Messinia, with its many major hotels, is an up-and-coming tourist destination and has every reason to lead the way in Easter traditions. Greek and foreign visitors can enjoy the spectacular – though some would say dangerous – custom of the ‘rocket war’, or saitopolemos. It is said that the firing of the homemade rockets – and the deafening crack of exploding gunpowder – originated as a way to strike fear into the hearts of the Ottomans. On Easter Sunday, Kalamata’s saitologoi, or ‘rocket masters’, gather on the western coast to honor the tradition in a chaotic cacophony of sounds, flashes, smoke and deafening cheers as thousands of visitors look on.

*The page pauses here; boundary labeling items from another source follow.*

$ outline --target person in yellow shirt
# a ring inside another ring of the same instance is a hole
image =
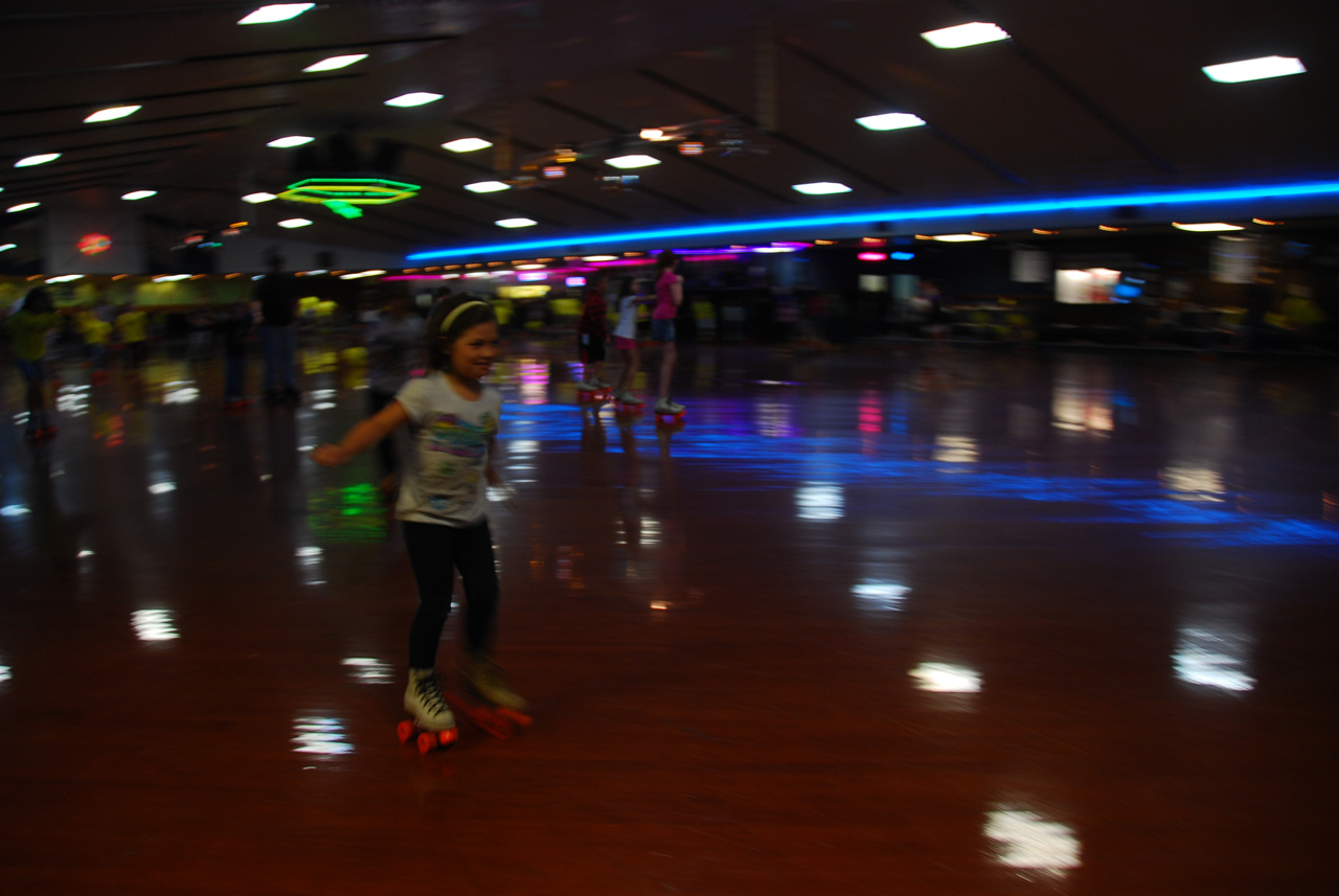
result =
[[[32,440],[50,439],[56,435],[56,427],[47,416],[47,370],[43,361],[47,356],[47,333],[60,326],[60,314],[54,310],[51,293],[46,286],[29,290],[21,301],[19,310],[4,322],[4,330],[13,342],[13,357],[24,381],[28,420],[23,435]]]
[[[149,354],[149,316],[130,308],[116,316],[116,329],[126,345],[126,369],[138,370]]]
[[[92,309],[79,312],[79,332],[84,348],[92,361],[94,385],[107,381],[107,342],[111,340],[111,324],[98,317]]]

The 46 villages in the mountainous Zagori region in northwestern Greece feature numerous traditional guest houses dotting the breathtaking natural landscape that erupts into color in spring. The region is the perfect place to celebrate a quiet, low-key Greek Easter away from the usual commotion. In a welcoming atmosphere, visitors can enjoy peaceful walks along well-marked trails and follow the entire Easter ritual at one of the many churches and chapels in the area.

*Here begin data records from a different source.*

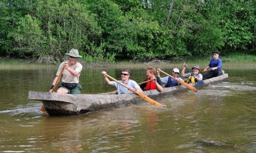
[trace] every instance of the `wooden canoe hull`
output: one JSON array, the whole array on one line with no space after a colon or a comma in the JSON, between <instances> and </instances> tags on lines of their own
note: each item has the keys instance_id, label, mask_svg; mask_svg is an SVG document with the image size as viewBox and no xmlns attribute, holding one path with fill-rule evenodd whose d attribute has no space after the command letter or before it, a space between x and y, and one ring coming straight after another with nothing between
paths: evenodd
<instances>
[{"instance_id":1,"label":"wooden canoe hull","mask_svg":"<svg viewBox=\"0 0 256 153\"><path fill-rule=\"evenodd\" d=\"M228 74L224 74L221 76L203 81L203 86L222 81L227 77ZM190 85L197 88L197 83ZM151 90L146 91L144 93L148 97L155 99L188 90L183 86L177 86L163 88L163 91L161 93L157 90ZM42 101L47 113L54 116L76 115L144 102L139 96L133 93L70 94L30 91L29 92L29 99Z\"/></svg>"}]
</instances>

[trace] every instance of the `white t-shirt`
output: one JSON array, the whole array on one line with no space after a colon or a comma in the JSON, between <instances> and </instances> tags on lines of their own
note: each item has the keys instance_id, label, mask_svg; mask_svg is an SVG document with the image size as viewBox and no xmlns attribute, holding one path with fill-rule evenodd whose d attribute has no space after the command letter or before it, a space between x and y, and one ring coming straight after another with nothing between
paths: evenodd
<instances>
[{"instance_id":1,"label":"white t-shirt","mask_svg":"<svg viewBox=\"0 0 256 153\"><path fill-rule=\"evenodd\" d=\"M137 82L135 81L129 79L129 81L127 83L124 83L122 80L120 80L119 81L128 86L134 88L136 90L141 89L140 86L138 85L138 83L137 83ZM119 83L118 83L115 81L111 81L111 82L113 83L113 86L115 86L118 89L118 94L133 93L133 92L128 90L128 89L123 86L122 85L120 85Z\"/></svg>"},{"instance_id":2,"label":"white t-shirt","mask_svg":"<svg viewBox=\"0 0 256 153\"><path fill-rule=\"evenodd\" d=\"M63 65L64 65L65 62L68 62L68 61L63 61L59 67L59 69L58 70L57 73L56 74L56 75L59 76L59 74L61 73L61 70L63 68ZM69 67L77 72L79 72L79 74L77 75L77 76L74 76L65 68L64 69L62 74L62 82L68 83L79 83L79 76L81 73L81 71L82 71L83 69L83 65L80 63L76 62L76 64L73 65L69 65Z\"/></svg>"}]
</instances>

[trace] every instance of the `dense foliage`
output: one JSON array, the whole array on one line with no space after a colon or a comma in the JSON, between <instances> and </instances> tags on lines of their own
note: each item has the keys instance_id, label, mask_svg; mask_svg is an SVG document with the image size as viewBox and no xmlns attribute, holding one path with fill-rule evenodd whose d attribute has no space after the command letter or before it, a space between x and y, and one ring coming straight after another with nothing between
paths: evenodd
<instances>
[{"instance_id":1,"label":"dense foliage","mask_svg":"<svg viewBox=\"0 0 256 153\"><path fill-rule=\"evenodd\" d=\"M90 62L256 53L255 0L2 0L0 56Z\"/></svg>"}]
</instances>

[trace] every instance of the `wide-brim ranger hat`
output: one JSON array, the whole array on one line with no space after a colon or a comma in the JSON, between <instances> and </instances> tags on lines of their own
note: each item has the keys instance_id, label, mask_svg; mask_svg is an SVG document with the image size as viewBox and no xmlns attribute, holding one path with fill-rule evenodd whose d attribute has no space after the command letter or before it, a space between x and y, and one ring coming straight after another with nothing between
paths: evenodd
<instances>
[{"instance_id":1,"label":"wide-brim ranger hat","mask_svg":"<svg viewBox=\"0 0 256 153\"><path fill-rule=\"evenodd\" d=\"M213 53L213 54L214 54L214 53L216 53L216 54L219 54L219 52L218 51L217 51L217 50L214 51L214 52L212 52L212 53Z\"/></svg>"},{"instance_id":2,"label":"wide-brim ranger hat","mask_svg":"<svg viewBox=\"0 0 256 153\"><path fill-rule=\"evenodd\" d=\"M70 56L71 57L74 57L76 58L78 57L82 57L81 56L79 55L79 53L78 52L78 49L73 49L72 48L69 53L66 53L65 54L67 54L68 56Z\"/></svg>"},{"instance_id":3,"label":"wide-brim ranger hat","mask_svg":"<svg viewBox=\"0 0 256 153\"><path fill-rule=\"evenodd\" d=\"M194 65L192 67L192 70L193 70L194 68L197 68L197 69L199 70L199 71L201 71L200 68L199 66L197 65Z\"/></svg>"},{"instance_id":4,"label":"wide-brim ranger hat","mask_svg":"<svg viewBox=\"0 0 256 153\"><path fill-rule=\"evenodd\" d=\"M177 69L177 68L173 68L173 70L172 70L172 71L173 72L178 72L180 73L180 70L179 70L179 69Z\"/></svg>"}]
</instances>

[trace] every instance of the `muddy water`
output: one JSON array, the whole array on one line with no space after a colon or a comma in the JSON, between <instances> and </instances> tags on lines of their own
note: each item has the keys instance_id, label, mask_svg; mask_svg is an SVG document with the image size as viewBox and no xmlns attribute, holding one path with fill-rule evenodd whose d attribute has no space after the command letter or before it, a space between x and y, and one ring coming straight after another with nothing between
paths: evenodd
<instances>
[{"instance_id":1,"label":"muddy water","mask_svg":"<svg viewBox=\"0 0 256 153\"><path fill-rule=\"evenodd\" d=\"M120 70L84 69L83 93L115 90L101 72L116 78ZM133 79L144 80L144 70L131 71ZM164 108L144 103L62 117L45 115L41 103L27 99L29 90L48 92L55 72L0 70L0 152L256 152L255 69L227 68L229 78L220 83L157 100Z\"/></svg>"}]
</instances>

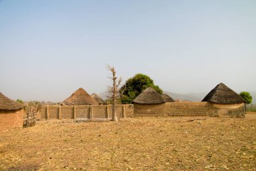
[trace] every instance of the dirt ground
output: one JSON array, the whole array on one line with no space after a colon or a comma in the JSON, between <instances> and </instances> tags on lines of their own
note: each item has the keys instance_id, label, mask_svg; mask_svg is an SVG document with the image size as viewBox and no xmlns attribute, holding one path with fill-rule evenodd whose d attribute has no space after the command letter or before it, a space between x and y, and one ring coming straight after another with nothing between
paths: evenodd
<instances>
[{"instance_id":1,"label":"dirt ground","mask_svg":"<svg viewBox=\"0 0 256 171\"><path fill-rule=\"evenodd\" d=\"M39 121L0 132L0 170L255 170L256 114Z\"/></svg>"}]
</instances>

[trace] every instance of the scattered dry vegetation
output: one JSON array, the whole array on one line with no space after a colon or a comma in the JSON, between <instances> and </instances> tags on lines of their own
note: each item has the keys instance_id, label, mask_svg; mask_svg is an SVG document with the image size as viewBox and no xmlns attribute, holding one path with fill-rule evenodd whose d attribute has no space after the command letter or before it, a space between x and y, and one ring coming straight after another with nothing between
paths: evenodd
<instances>
[{"instance_id":1,"label":"scattered dry vegetation","mask_svg":"<svg viewBox=\"0 0 256 171\"><path fill-rule=\"evenodd\" d=\"M256 115L40 121L0 132L0 170L255 170Z\"/></svg>"}]
</instances>

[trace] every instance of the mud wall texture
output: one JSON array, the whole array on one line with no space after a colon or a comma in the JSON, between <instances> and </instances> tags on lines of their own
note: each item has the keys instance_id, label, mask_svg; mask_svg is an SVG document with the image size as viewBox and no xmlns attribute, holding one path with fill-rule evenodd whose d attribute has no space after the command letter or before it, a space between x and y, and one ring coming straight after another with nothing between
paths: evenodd
<instances>
[{"instance_id":1,"label":"mud wall texture","mask_svg":"<svg viewBox=\"0 0 256 171\"><path fill-rule=\"evenodd\" d=\"M18 110L0 110L0 130L22 127L24 109Z\"/></svg>"},{"instance_id":2,"label":"mud wall texture","mask_svg":"<svg viewBox=\"0 0 256 171\"><path fill-rule=\"evenodd\" d=\"M244 117L243 103L218 104L210 102L167 102L160 104L134 104L135 116L210 116Z\"/></svg>"},{"instance_id":3,"label":"mud wall texture","mask_svg":"<svg viewBox=\"0 0 256 171\"><path fill-rule=\"evenodd\" d=\"M133 116L133 105L117 106L119 118ZM45 106L42 106L39 119L112 118L112 105Z\"/></svg>"}]
</instances>

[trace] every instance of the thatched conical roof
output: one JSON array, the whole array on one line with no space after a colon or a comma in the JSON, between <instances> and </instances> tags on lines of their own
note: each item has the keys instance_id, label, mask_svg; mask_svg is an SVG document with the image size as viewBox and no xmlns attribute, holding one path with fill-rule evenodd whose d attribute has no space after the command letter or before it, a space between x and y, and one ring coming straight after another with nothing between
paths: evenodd
<instances>
[{"instance_id":1,"label":"thatched conical roof","mask_svg":"<svg viewBox=\"0 0 256 171\"><path fill-rule=\"evenodd\" d=\"M96 94L94 93L91 95L91 97L93 98L95 100L96 100L99 104L106 104L105 101L103 100L99 96Z\"/></svg>"},{"instance_id":2,"label":"thatched conical roof","mask_svg":"<svg viewBox=\"0 0 256 171\"><path fill-rule=\"evenodd\" d=\"M164 103L165 100L162 96L154 89L149 87L144 90L135 99L133 103L138 104L161 104Z\"/></svg>"},{"instance_id":3,"label":"thatched conical roof","mask_svg":"<svg viewBox=\"0 0 256 171\"><path fill-rule=\"evenodd\" d=\"M98 104L83 88L79 88L69 98L63 101L64 104L73 105L96 105Z\"/></svg>"},{"instance_id":4,"label":"thatched conical roof","mask_svg":"<svg viewBox=\"0 0 256 171\"><path fill-rule=\"evenodd\" d=\"M0 110L13 110L24 108L25 106L12 100L0 93Z\"/></svg>"},{"instance_id":5,"label":"thatched conical roof","mask_svg":"<svg viewBox=\"0 0 256 171\"><path fill-rule=\"evenodd\" d=\"M175 102L174 100L173 100L173 98L172 98L167 94L163 94L162 95L162 97L163 98L163 99L165 100L166 102Z\"/></svg>"},{"instance_id":6,"label":"thatched conical roof","mask_svg":"<svg viewBox=\"0 0 256 171\"><path fill-rule=\"evenodd\" d=\"M245 101L239 94L228 88L223 83L220 83L206 95L202 102L218 104L236 104L243 103Z\"/></svg>"}]
</instances>

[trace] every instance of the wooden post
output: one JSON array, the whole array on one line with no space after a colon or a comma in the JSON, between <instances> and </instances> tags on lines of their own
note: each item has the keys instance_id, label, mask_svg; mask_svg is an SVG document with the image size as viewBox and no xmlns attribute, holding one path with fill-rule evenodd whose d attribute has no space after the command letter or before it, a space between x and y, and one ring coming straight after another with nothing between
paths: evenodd
<instances>
[{"instance_id":1,"label":"wooden post","mask_svg":"<svg viewBox=\"0 0 256 171\"><path fill-rule=\"evenodd\" d=\"M106 118L109 118L109 107L108 105L106 105Z\"/></svg>"},{"instance_id":2,"label":"wooden post","mask_svg":"<svg viewBox=\"0 0 256 171\"><path fill-rule=\"evenodd\" d=\"M49 106L47 106L47 108L46 108L46 119L47 120L50 119L50 117L49 117Z\"/></svg>"},{"instance_id":3,"label":"wooden post","mask_svg":"<svg viewBox=\"0 0 256 171\"><path fill-rule=\"evenodd\" d=\"M94 106L90 106L90 118L94 118Z\"/></svg>"},{"instance_id":4,"label":"wooden post","mask_svg":"<svg viewBox=\"0 0 256 171\"><path fill-rule=\"evenodd\" d=\"M76 118L76 113L75 113L75 110L76 110L76 106L74 106L74 119Z\"/></svg>"},{"instance_id":5,"label":"wooden post","mask_svg":"<svg viewBox=\"0 0 256 171\"><path fill-rule=\"evenodd\" d=\"M61 119L61 106L59 107L59 119Z\"/></svg>"},{"instance_id":6,"label":"wooden post","mask_svg":"<svg viewBox=\"0 0 256 171\"><path fill-rule=\"evenodd\" d=\"M123 117L126 118L125 106L125 105L123 105Z\"/></svg>"}]
</instances>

The exquisite food this region is known for is another major draw. Thanks to the region’s long tradition in animal raising, the roasts on Easter Sunday here are unparalleled. Often these involve animals older than the young lambs normally consumed, with the meat slow-roasted overnight such that by Easter Sunday it is tender, juicy and delicious.
Throughout Crete, Easter is celebrated everywhere with great enthusiasm; at the same time there is a great diversity in local traditions across Greece’s largest island.
Hania itself is unique for the public market it holds on Good Friday in Voukolies which was held even under Ottoman rule. Historically it was also the time and place for matchmaking with young men and women eyeing each other discreetly.
The young men of the area also spend the day gathering the biggest pieces of wood they can find for the bonfire on which an effigy of Judas is set alight as the priest declares “Christos Anesti – Christ is risen” on the night of the Resurrection.
10. THESSALY (PILIO – SPORADES – LAKE PLASTIRAS)
The lush mountain of Pilio, the picturesque islands of the Sporades, and the fascinating ecosystem of Lake Plastira all offer dozens of variations on the theme of celebrating Easter in the region of Thessaly and the nearby islands of the Pagasetic Gulf. One tradition not-to-miss is the performance of the ‘Double Dance’ which is performed in the central squares of the villages throughout the region on Easter Sunday. The priest himself starts the Double Dance, accompanied by four lines of dancers – two for men and two for women. Another custom is the Signa, a procession of townspeople carrying religious banners and icons and chanting the Christos Anesti hymn to exorcise evil.
11. HALKIDIKI: IERISSOS – ARNAIA – SYKIA
The peninsula of Halkidiki is next door to Thessaloniki and one of the area’s most popular destinations, with no shortage of traditions associated with Easter. In Ierissos on the Tuesday after Easter, the residents set off on a line dance led by the elders that can reach hundreds of meters in length and ends with the Kageleftos, a reenactment of the slaughter of 400 Ierissos inhabitants by the Ottomans in 1821. In Arnaia, on the same day, a huge weighing scale called the kantari is hung from the big plane tree on the main square to weigh all those who did not fast during Lent. And in Sykia, also on Tuesday, horse races are held on the beach and provide a unique spectacle.